Misna

COLOMBIA 7/4/2003 14:22

Manifestazione chiede rilascio di bambini rapiti

Un migliaio di persone hanno marciato domenica nelle vie di Bogotà, e lo stesso numero in altre città della Colombia, per chiedere il rilascio degli oltre 60 bambini rapiti negli anni passati e che restano ancora nelle mani dei loro sequestratori. Il rapimento a scopo di riscatto da parte di gruppi paramilitari, ribelli e narcotrafficanti è una piaga che si aggiunge alla difficile situazione del paese sudamericano. Tra i manifestanti era presente anche il vice presidente Francisco Santos, egli stesso nel 1990 trattenuto prigioniero per 8 mesi dagli uomini dell’ex signore del narcotraffico Pablo Escobar. "Il sequestro è un delitto abominevole ma doppiamente orribile quando si tratta di bambini" ha detto il sindaco di Bogotà, Antanas Mockus, uno dei promotori della manifestazione, ricordando che ben 43 minori sono stati sequestrati dall’inizio di quest’anno mentre nel 2002 è stato rapito un bambino al giorno. L’ultimo caso in ordine di tempo è quello del piccolo Vitys Karanauskas, di appena tre anni, figlio di una dottoressa lituana e di un cittadino colombiano. La scorsa settimana Vitys è stato portato via da 5 uomini armati mentre era sul pulmino della scuola.

Le autorità militari affermano che dei bambini recentemente scomparsi 7 sono nelle mani delle Farc (Forze armate rivoluzionarie della Colombia) e 11 sarebbero trattenuti da un altro gruppo ribelle, l’Esercito di liberazione Nazionale (Eln), mentre 6 minori sono stati liberati dai soldati.
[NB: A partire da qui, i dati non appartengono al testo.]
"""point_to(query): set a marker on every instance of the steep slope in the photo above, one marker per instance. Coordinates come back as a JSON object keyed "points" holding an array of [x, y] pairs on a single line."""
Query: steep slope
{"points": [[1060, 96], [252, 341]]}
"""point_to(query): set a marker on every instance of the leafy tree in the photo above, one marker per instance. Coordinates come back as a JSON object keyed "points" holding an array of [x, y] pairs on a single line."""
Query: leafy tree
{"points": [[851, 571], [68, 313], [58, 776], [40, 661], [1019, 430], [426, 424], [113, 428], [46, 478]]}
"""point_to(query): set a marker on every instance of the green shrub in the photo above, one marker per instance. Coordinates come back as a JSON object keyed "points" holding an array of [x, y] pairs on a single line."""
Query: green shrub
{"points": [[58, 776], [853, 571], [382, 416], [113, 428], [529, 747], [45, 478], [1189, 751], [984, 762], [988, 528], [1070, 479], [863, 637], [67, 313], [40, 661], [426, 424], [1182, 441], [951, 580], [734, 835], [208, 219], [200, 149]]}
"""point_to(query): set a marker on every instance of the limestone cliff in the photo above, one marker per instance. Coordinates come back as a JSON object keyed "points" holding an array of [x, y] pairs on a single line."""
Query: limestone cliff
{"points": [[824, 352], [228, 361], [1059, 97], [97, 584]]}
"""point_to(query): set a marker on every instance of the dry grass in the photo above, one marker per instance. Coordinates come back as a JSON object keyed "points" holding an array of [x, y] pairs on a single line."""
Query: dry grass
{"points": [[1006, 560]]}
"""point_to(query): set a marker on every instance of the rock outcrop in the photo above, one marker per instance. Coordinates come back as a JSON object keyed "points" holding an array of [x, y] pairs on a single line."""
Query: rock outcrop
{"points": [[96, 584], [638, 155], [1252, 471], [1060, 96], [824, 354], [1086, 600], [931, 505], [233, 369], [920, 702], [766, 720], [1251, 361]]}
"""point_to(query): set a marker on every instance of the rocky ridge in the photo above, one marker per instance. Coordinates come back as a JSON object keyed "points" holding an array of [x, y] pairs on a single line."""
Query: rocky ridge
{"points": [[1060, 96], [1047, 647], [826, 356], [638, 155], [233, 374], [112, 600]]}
Ogni anno in Colombia vengono sequestrate 3000 persone e non tutte fanno ritorno a casa. Tra i partecipanti al corteo, accanto alle molte mamme che sperano di riabbracciare i loro figli, c’era anche la madre dell’ex candidata alla presidenza Ingrid Betancourt, sequestrata dalle Farc nel febbraio 2002.